7.3. Creating Markers#
Computing a marker (a.k.a. feature) is the main goal of junifer. While we aim to provide as many markers as possible, it might be the case that the marker you are looking for is not available. In this case, you can create your own marker by following this tutorial.
Most of the functionality of a junifer marker has been taken care by the BaseMarker
class.
Thus, only a few methods are required:
get_valid_inputs
: a method to obtain the list of valid inputs for the marker. This is used to check that the inputs provided by the user are valid. This method should return a list of strings, representing data typesget_output_type
: a method to obtain the kind of output of the marker. This is used to check that the output of the marker is compatible with the storage. This method should return a string, representing storage typescompute
: the method that given the data, computes the marker.__init__
: the initialization method, where the marker is configured.

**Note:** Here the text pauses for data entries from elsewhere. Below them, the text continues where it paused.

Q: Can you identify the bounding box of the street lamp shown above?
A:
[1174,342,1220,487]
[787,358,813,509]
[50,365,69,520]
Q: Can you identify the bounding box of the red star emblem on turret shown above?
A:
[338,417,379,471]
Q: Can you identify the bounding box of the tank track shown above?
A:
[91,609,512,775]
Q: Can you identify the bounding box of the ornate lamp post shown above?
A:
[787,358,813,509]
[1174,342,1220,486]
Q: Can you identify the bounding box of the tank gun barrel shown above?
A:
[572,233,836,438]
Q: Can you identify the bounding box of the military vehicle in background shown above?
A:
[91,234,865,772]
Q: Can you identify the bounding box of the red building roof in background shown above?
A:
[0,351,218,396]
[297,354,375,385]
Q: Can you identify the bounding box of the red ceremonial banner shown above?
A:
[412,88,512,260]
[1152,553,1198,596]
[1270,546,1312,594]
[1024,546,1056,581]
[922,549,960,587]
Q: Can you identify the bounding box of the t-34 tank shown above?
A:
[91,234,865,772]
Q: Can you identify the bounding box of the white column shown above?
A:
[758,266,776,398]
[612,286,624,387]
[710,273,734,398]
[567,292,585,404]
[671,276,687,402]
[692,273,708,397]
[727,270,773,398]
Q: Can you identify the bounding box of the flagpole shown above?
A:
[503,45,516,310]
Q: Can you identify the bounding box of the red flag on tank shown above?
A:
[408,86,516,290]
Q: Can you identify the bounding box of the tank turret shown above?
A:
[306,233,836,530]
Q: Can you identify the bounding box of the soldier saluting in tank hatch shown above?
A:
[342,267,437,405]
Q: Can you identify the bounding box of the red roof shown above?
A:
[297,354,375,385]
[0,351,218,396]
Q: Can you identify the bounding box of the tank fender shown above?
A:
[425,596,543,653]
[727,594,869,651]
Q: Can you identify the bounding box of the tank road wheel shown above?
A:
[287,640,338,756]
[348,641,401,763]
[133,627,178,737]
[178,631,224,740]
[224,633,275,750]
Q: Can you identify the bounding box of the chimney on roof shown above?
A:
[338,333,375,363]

As an example, we will develop a Parcel Mean marker, that is, a marker that first applies a parcellation and then computes the mean of the data in each parcel. This is a very simple example, but it will show you how to create a new marker.
7.3.1. Step 1: Configure input and output#
This step is quite simple: we need to define the input and output of the marker. Based on the current
data types, we can define as valid inputs BOLD
, VBM_WM
and VBM_GM
.
def get_valid_inputs(self):
return ['BOLD', 'VBM_WM', 'VBM_GM']
The output of the marker depends on the input. For BOLD
, it will be timeseries
, while for the rest of the inputs,
it will be table
. Thus, we can define the output as:
def get_output_type(self, input_kind):
if input_kind == 'BOLD':
return 'timeseries'
else:
return 'table'
7.3.2. Step 2: Initialize the marker#
In this step we need to define the parameters of the marker. That is, all the parameters that the user can provide to configure how the marker will behave.

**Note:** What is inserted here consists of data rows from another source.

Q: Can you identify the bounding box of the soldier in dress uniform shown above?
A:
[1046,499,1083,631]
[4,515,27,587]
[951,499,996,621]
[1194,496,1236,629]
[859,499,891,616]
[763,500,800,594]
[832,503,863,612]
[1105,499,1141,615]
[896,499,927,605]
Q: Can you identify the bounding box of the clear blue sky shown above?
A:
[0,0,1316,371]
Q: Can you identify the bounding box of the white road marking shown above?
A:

The parameters of the marker are defined in the __init__
method. The BaseMarker
class
requires two optional parameters:
name
: the name of the marker. This is used to identify the marker in the configuration file.on
: a list or string with the data types that the marker will be applied to.
Attention
Only basic types (int, bool and str) as well as Lists, Tuples and Dictionaries are allowed as parameters. This is because the parameters are stored in a JSON file, and JSON only supports these types.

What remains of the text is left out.